# 31 outlaws rub



## backwoodsboy70 (Oct 26, 2010)

jus got my 31 outlaws and i have a 2 inch extreme lift the tires rub horrible i have aftermarket itp rims , wat should i do ? im so lost, please help me yall


----------



## king05 (Oct 13, 2010)

Man, i dont know what's up. My cousing has 30" backs on a 05 with the 2" extreme lift and it dont come close to rubbing.


----------



## backwoodsboy70 (Oct 26, 2010)

i just dont wanna have to go smaller, bc i dont like gorillas id have to go 29.5 and get new 12's


----------



## gpinjason (Nov 10, 2009)

Give us some more information... where do they rub? is it front or back? only when turning? if it's only rubbing on the floorboards when turning, you can try this.. http://www.mudinmyblood.net/forum/showthread.php?t=407


----------



## backwoodsboy70 (Oct 26, 2010)

they rub on the back side of the floorboard i cant even turn the fronts at all when on the ground


----------



## backwoodsboy70 (Oct 26, 2010)

i liked that video idea, ima have to do that, thanks for bringing it up man


----------



## gpinjason (Nov 10, 2009)

backwoodsboy70 said:


> i liked that video idea, ima have to do that, thanks for bringing it up man


that's what we're here for... :bigok:

I haven't heard of anyone having that much rubbing issues though... can you post some pics?


----------



## backwoodsboy70 (Oct 26, 2010)

i can tommrow for yall its dark now lol


----------



## badazzbrute (Apr 11, 2010)

One thing you can do is add a pipe lift... I know plenty of guys with 31's with the pipe lift that have plenty of room to spare. Of course, even with just the 2" lift, I don't understand why you have such a problem. I do know that the extreme lifts are bad about bending, wondering if that could be your problem.. when you post pics, take a couple of your lift brackets.


----------



## hp488 (Sep 23, 2009)

*31" outlaws*

i have a buddy that had 31s on his 650 with a 2" extreme and they did not rub on the rear but did rub up front when he turned. he had the msa trooper rims. i to have the extreme lift on my bike and we have not had any issues with the lift bending at all. you might look at some wheel spacers.:thinking:


----------



## Polaris425 (Dec 16, 2004)

Yeah just do the flooboard heating process & that will solve that... They will still probably run the front plastic shroud underneath the bumper, so your probably gonna have to trim that too, we had to on phreebsd's brute.


----------



## 1bigforeman (Jun 23, 2009)

Mine don't rub....not sure. :33::bigok:


----------



## 1bigforeman (Jun 23, 2009)

BTW, I sent you a pm on your question.


----------



## DrillersGoDeeper (Jan 3, 2009)

Gonna have to turn the springs all the way up too, and it should only rub the front bash plate at full turn and you need to heat the rear floor boards and mold (as directed in the how to's).


----------



## backwoodsboy70 (Oct 26, 2010)

thanks everyone, yeah im gonna heat the floor boards, and my extreme lift is new lol its not even a month old and my springs are turned all the way up, so ima give it a shotartay:


----------



## king05 (Oct 13, 2010)

To be rubbing that bad, how much air pressure ya got in them 31's. Have ya got em blowed up till there 32's?? lol


----------



## gpinjason (Nov 10, 2009)

king05 said:


> To be rubbing that bad, how much air pressure ya got in them 31's. Have ya got em blowed up till there 32's?? lol


this is true also!


----------



## backwoodsboy70 (Oct 26, 2010)

lol na there aired up to like 6psi or sumthin


----------



## bigblackbrute (Jun 3, 2009)

i have 31s on my brute and all i have is a 2in extreme and a 1.5 pipe lift all the way around and i have plenty of room except when i turn all the way it jus barley rubs the front inner floor board. 

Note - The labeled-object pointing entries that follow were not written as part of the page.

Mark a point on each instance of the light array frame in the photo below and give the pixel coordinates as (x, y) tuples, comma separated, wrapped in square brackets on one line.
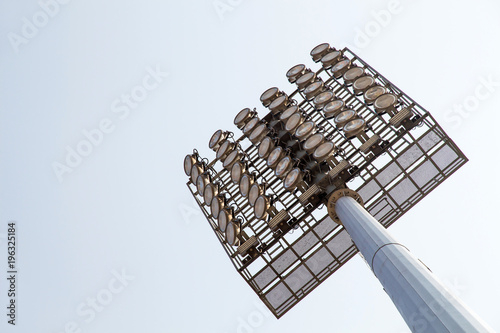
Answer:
[(299, 246)]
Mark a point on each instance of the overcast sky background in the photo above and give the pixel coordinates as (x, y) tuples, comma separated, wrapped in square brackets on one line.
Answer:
[(124, 210)]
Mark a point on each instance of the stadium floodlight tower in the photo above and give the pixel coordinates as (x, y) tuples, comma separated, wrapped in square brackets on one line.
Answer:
[(319, 178)]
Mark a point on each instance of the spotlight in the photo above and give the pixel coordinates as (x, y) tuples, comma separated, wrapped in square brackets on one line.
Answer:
[(224, 218), (275, 156), (343, 117), (196, 170), (216, 139), (295, 72), (231, 158), (330, 59), (211, 191), (340, 68), (269, 95), (262, 206), (202, 181), (319, 51), (333, 108), (294, 121), (258, 133), (362, 83), (237, 171), (354, 127), (189, 161), (265, 147), (243, 117), (255, 191), (246, 183), (293, 179), (352, 74), (386, 103), (305, 130), (250, 125), (313, 89), (216, 206), (324, 152), (373, 93), (279, 104), (305, 80), (232, 233), (224, 149), (288, 113), (323, 98)]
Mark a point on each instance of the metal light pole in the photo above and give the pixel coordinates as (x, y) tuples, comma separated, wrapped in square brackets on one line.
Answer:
[(278, 202), (423, 301)]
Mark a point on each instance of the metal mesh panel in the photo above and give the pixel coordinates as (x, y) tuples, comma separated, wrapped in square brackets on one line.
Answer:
[(392, 174)]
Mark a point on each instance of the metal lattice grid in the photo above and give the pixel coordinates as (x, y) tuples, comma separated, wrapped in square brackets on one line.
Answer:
[(393, 166)]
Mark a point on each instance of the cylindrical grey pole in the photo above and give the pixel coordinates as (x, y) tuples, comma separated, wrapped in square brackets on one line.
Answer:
[(423, 301)]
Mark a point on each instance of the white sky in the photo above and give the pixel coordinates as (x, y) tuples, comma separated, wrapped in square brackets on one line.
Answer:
[(125, 205)]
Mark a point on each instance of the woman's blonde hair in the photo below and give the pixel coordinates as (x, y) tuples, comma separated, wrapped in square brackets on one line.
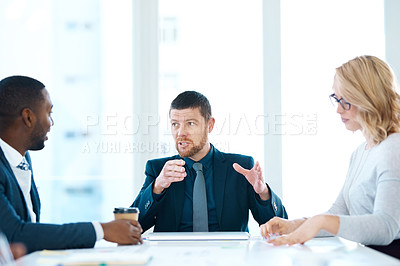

this my setup wit the 31s. i have plenty of room in the back and my shocks r turned all the way down


----------



## backwoodsboy70 (Oct 26, 2010)

hows the pipe lift,? wont it destroy the cv's at that extreme of an angle ? is it worth doin or am i askin for trouble ?


----------



## bigblackbrute (Jun 3, 2009)

i like my pipe lift alot one of the best bang for the buck mod i have dne and im rideing on stock axles except for one rhino and i have had this setup for a good while and havent had any axle trouble. jus gt to watch ur throttle control is all/


----------



## backwoodsboy70 (Oct 26, 2010)

heres the pics of the 31's


----------